I think a lot of the reason that those are overlooked is because we lose time doing things that should be simple at this point. When schedules slip, the tasks aimed to deal with the psychological obstacles is cut.
So without further ado, the tech problem with a few inserted rants…
There has been a lot of talk of late in the great ether called the Content Management community about all of the different terms and systems. The focus has been both semantic and feature related. This debate is largely academic as a major challenge that a lot of companies are facing is the simplification of the operations and maintenance of a system.
Harder Than it Looks
I’ve spent the better part of the last few weeks working around issues in several different systems. The systems were fine until I either had to install a new component or upgrade various components.
What scares me is that I wasn’t performing any major changes to any of the systems. The even scarier fact is that I took it all in stride as just part of the process. I expected these tasks to be challenging. That is a problem that needs to be eliminated.
It is unrealistic to expect a vendor to not change their architecture over time. There are several valid reasons to do so:
- Design flaws that have risen to the surface as the product has matured and need to be addressed for growth. What works for 1,000,000 documents may not work for 1,000,000,000 documents.
- Changes in the IT world such as the move from 32-bit to 64-bit.
- New critical features that represent whole new ways of system interaction.
- Fill in your favorite reason here: ___________________.

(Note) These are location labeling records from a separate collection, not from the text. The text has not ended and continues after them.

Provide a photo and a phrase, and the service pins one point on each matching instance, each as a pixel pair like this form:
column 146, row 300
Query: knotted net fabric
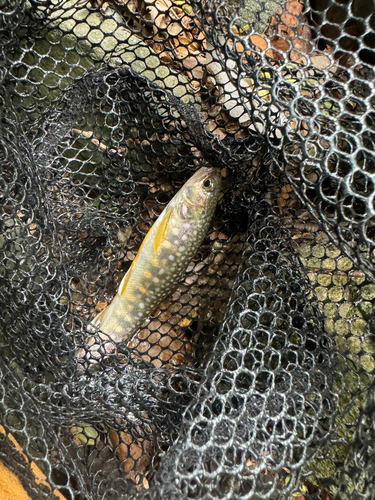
column 254, row 379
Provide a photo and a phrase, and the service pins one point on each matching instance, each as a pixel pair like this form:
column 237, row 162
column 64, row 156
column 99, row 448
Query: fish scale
column 163, row 257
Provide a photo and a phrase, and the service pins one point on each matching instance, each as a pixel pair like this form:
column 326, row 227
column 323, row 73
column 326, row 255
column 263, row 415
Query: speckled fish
column 163, row 257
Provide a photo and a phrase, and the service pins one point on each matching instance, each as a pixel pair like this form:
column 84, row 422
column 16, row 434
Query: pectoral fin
column 160, row 233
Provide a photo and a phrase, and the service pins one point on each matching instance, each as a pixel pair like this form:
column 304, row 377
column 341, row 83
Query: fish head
column 198, row 198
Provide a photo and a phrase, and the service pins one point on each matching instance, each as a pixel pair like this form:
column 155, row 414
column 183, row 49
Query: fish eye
column 209, row 184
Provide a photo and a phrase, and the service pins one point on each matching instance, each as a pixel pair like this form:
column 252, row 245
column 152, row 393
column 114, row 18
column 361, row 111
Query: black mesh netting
column 254, row 379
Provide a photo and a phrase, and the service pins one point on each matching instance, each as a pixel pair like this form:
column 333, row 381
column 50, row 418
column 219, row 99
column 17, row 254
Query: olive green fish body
column 163, row 256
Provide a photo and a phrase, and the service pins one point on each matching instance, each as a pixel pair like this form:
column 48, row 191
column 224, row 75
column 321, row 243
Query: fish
column 163, row 256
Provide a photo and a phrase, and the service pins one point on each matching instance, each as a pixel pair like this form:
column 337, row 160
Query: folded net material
column 254, row 379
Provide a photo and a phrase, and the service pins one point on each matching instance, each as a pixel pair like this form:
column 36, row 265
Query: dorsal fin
column 160, row 233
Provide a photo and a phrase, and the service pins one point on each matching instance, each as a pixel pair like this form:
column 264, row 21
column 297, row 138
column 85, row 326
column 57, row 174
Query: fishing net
column 254, row 378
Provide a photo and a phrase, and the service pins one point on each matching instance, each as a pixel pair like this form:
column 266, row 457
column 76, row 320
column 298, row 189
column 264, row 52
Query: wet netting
column 254, row 379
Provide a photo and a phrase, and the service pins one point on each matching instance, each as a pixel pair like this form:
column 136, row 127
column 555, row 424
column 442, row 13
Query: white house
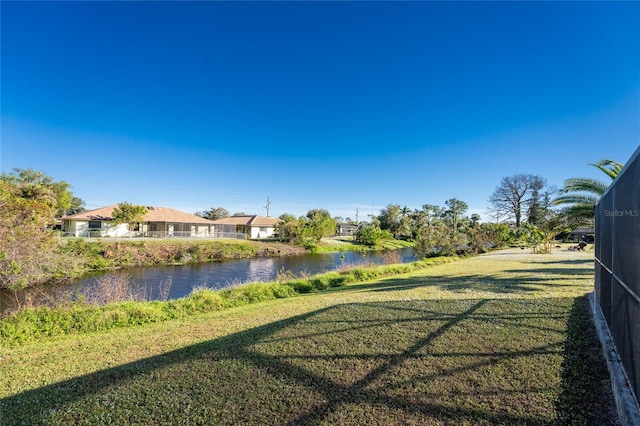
column 254, row 227
column 158, row 222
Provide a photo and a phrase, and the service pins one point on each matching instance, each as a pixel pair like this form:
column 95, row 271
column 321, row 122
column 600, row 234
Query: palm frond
column 575, row 199
column 592, row 186
column 610, row 167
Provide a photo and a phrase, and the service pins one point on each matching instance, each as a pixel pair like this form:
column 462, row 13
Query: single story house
column 254, row 227
column 158, row 222
column 346, row 229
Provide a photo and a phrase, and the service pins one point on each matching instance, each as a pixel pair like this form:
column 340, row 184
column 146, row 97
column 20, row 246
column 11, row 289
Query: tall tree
column 320, row 224
column 389, row 218
column 29, row 252
column 128, row 213
column 580, row 195
column 36, row 185
column 456, row 209
column 513, row 195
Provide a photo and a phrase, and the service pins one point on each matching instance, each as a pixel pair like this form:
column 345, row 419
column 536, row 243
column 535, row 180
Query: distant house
column 158, row 222
column 254, row 227
column 346, row 229
column 582, row 234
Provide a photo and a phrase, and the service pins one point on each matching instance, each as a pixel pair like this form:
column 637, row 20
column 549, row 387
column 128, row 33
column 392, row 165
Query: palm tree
column 580, row 195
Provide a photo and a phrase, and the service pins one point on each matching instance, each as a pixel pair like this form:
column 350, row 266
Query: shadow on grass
column 477, row 361
column 480, row 282
column 586, row 396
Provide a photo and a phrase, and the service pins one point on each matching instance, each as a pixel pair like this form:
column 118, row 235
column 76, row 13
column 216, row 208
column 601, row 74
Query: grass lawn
column 503, row 338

When people begin using a new CMS, the process can be so painful that they don’t touch the system. This pain is in direct relation to the degree that the CMS is being pushed to its limits. People get confident, or desperate, and apply a service patch, but unless there is the risk of a major security breach, they will likely pass.
After all, why “fix” what doesn’t appear to be broken?
This often leads to postponement of significant upgrades. before anyone realizes what has happened, they are running an unsupported platform and it will take nothing less than a full migration to move to a system that works.
Not Making This Up
This isn’t just gathered from talking to potential clients needing to perform upgrades from hopelessly out-dated systems. I was taking part in the review of a large government system and they made the assumption that since the system was originally deployed over 3 years ago that the technology was out-dated. There was some very real surprise on several faces when it was learned that the system had been regularly updated as a matter of routine.
This is widespread. Maybe not universal, but this is a common phenomenon.
Organizational Change Management isn’t new. Neither is performing adequate training. What is rare is the project that has enough money to implement those from the start AND the ability to keep them on the schedule as things go wrong.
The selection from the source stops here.